Yesterday, the world learned of the passing of Her Majesty Queen Elizabeth II. It has come as a shock, and our country is now in a period of mourning.
Her Majesty Queen Elizabeth II wasn’t only a figurehead for the British people but a reassuring presence and a moral compass throughout most of her people’s lives. As many broadcasters and politicians have stated over the past few hours, she was the constant while politicians and famous people came and went.
The vast majority of British people have never known life without the presence of their Queen. In a world that changes at a pace difficult to keep up with, her people knew in the back of their minds that they always had someone they could look to for comfort and consistency, and that was her Majesty.
The first time I can recall how important she was to her people was in 1976, when I swore an oath to Queen Elizabeth II upon joining the cub scouts in Gibraltar. My father had already sworn his oath to the Queen a decade before me when he joined the British Army.
As an armed forces child, Her Majesty was ever-present in our lives. Our parents didn’t force their views and loyalty upon us children; it was more my father and his colleague’s feeling that the Queen and they had a shared duty, which, in turn, filtered into us.
During my childhood, my father had the honour of meeting Her Majesty on many occasions as she was the Colonel-in-Chief of his regiment, and he would often tell me about her warmth, wit and humour, a far cry from the way she was sometimes portrayed. Just over a decade after I swore my first oath to Queen Elizabeth II, I swore another, this time following in my father’s footsteps in taking the ‘Queen’s shilling’.
In 1997, the Queen granted my father what was probably the proudest moment in his life, which he always denied, instead stating it was the day I was born. He was invited to Buckingham Palace to receive an honour for his service to the British Armed Forces. Queen Elizabeth recognised my father that day, and we were fortunate to have photos of them laughing together during the ceremony. Although my father passed away earlier this year, he never told me the exact words exchanged between them that created the joyful reunion.

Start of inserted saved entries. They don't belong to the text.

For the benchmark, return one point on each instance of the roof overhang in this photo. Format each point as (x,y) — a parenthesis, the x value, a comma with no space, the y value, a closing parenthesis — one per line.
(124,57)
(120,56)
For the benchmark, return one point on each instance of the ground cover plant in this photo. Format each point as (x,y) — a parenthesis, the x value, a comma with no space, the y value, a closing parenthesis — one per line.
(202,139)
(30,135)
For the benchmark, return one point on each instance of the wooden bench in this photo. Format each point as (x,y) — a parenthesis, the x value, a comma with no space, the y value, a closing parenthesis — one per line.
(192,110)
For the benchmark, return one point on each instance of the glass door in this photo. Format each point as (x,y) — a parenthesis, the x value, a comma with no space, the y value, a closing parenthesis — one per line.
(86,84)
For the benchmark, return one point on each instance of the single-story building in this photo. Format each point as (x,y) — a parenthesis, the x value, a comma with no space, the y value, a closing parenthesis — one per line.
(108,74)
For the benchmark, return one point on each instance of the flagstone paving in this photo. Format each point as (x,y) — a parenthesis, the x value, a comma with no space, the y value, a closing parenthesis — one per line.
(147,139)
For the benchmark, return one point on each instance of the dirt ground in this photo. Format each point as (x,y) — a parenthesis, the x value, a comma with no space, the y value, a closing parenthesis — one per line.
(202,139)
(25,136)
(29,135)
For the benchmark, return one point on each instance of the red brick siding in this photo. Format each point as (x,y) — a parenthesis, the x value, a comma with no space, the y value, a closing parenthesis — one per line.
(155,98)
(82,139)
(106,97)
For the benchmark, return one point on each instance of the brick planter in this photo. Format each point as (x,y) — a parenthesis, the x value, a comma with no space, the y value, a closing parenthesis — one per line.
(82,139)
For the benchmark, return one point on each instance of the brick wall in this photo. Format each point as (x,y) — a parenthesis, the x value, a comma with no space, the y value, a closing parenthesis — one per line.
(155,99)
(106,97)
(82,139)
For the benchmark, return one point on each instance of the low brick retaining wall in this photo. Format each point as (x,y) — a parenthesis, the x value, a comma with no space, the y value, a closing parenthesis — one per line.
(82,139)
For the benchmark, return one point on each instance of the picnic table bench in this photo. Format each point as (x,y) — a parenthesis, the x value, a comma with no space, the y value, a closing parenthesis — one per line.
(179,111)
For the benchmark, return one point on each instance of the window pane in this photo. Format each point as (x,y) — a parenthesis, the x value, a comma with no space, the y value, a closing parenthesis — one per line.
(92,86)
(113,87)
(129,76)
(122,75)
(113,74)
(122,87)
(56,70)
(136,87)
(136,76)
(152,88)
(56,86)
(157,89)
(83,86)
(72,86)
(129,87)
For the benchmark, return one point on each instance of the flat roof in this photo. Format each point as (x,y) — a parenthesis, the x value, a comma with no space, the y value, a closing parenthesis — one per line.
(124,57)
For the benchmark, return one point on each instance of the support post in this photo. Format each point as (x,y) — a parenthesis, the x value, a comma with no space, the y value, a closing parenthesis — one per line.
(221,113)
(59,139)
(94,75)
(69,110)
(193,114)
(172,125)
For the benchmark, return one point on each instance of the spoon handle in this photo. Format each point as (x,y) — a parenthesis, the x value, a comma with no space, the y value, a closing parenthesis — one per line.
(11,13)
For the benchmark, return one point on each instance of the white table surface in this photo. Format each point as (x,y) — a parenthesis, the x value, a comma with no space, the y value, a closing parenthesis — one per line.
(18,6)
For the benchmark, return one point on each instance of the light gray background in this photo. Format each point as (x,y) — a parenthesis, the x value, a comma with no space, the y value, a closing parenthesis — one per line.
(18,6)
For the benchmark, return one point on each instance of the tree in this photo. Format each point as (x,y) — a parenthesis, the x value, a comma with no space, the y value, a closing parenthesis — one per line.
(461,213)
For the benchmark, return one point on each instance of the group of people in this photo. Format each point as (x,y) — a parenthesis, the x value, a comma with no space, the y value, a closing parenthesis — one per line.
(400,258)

It wasn’t only the British and Commonwealth peoples who took comfort and pride in Her Majesty; her travels across the world were a time of celebration wherever she visited, making her one of history’s most recognisable faces. Another much-overlooked aspect of her role is how she helped to guide politics in her country and throughout the world. It is often said that knowledge is power and Her Majesty Queen Elizabeth II had it in abundance.

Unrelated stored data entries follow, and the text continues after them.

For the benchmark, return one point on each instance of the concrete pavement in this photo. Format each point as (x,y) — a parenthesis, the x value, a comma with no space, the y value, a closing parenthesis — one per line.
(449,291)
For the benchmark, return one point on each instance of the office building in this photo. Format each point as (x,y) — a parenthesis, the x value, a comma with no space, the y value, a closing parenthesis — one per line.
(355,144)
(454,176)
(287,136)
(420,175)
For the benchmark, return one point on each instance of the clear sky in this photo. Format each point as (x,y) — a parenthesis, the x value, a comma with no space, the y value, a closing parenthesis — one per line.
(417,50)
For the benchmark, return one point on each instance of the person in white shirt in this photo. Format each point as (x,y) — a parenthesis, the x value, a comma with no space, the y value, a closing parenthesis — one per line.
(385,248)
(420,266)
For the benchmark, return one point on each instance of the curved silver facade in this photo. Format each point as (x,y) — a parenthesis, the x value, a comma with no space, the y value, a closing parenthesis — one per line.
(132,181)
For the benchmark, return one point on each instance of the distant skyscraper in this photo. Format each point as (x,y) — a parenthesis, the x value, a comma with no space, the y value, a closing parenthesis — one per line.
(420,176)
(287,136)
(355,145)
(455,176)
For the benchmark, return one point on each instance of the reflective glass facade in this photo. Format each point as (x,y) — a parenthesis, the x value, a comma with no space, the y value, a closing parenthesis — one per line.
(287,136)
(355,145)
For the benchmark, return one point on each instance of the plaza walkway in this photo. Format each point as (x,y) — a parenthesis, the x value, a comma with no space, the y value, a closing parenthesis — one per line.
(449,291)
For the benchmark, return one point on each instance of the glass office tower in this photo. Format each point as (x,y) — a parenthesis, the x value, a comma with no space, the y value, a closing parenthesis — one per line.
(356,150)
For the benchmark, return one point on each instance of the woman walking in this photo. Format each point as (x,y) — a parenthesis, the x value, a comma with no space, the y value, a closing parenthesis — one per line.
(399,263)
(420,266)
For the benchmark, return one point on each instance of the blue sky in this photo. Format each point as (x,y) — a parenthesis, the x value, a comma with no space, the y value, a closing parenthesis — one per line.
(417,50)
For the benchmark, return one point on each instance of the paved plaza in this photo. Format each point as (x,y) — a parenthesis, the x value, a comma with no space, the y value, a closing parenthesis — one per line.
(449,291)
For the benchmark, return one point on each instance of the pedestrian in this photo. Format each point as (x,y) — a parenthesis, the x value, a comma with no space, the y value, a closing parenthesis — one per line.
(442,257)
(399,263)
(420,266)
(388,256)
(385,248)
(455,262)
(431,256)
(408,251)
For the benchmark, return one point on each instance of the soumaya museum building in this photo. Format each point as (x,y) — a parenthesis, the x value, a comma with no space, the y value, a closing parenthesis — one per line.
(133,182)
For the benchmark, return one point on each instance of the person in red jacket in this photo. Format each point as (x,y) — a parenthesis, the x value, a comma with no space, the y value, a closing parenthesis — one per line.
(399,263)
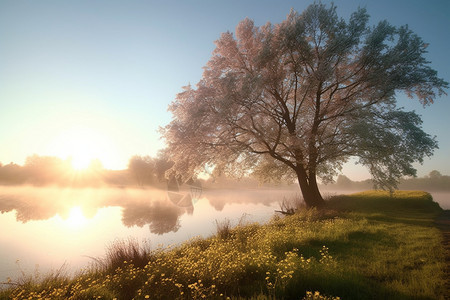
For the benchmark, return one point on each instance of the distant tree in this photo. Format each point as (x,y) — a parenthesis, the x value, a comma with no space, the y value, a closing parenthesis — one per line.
(305,95)
(435,174)
(162,164)
(343,181)
(142,168)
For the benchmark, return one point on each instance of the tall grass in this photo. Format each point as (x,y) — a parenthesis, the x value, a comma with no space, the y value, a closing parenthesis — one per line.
(363,246)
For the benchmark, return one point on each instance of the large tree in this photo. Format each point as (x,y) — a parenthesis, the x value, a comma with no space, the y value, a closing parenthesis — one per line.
(303,96)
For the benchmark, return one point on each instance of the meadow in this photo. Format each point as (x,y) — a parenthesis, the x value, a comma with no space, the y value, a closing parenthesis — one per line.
(369,245)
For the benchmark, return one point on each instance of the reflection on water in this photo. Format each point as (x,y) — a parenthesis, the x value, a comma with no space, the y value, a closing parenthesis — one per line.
(139,207)
(53,226)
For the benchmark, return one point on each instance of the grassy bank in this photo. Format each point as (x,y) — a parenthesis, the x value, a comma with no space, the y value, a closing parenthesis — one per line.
(362,246)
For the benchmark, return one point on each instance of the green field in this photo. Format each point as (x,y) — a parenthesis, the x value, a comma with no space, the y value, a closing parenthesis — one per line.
(369,245)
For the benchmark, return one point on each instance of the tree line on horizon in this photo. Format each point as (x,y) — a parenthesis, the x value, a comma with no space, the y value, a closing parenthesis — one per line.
(434,181)
(51,170)
(143,171)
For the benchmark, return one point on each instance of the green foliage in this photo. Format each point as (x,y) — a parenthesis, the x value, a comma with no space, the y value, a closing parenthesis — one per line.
(370,245)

There is probably no other person in history who can claim to have met 15 British Prime Ministers, 12 out of the last 13 American sitting Presidents, and 100’s more world leaders learning from them and, at the same time, sharing her wisdom and knowledge. Queen Elizabeth also regularly held audiences with the current British Prime Minister and other world leaders. Her decades of expertise helped reassure those she spoke to for possible rocky times ahead.
When people look at the role of a monarch, they too often fail to look past the pomp and pageantry and instead think a royal life is only a privilege. However, offered the chance, I cannot imagine anyone today who would happily devote their life and family to being servants of the country for eight decades as she did.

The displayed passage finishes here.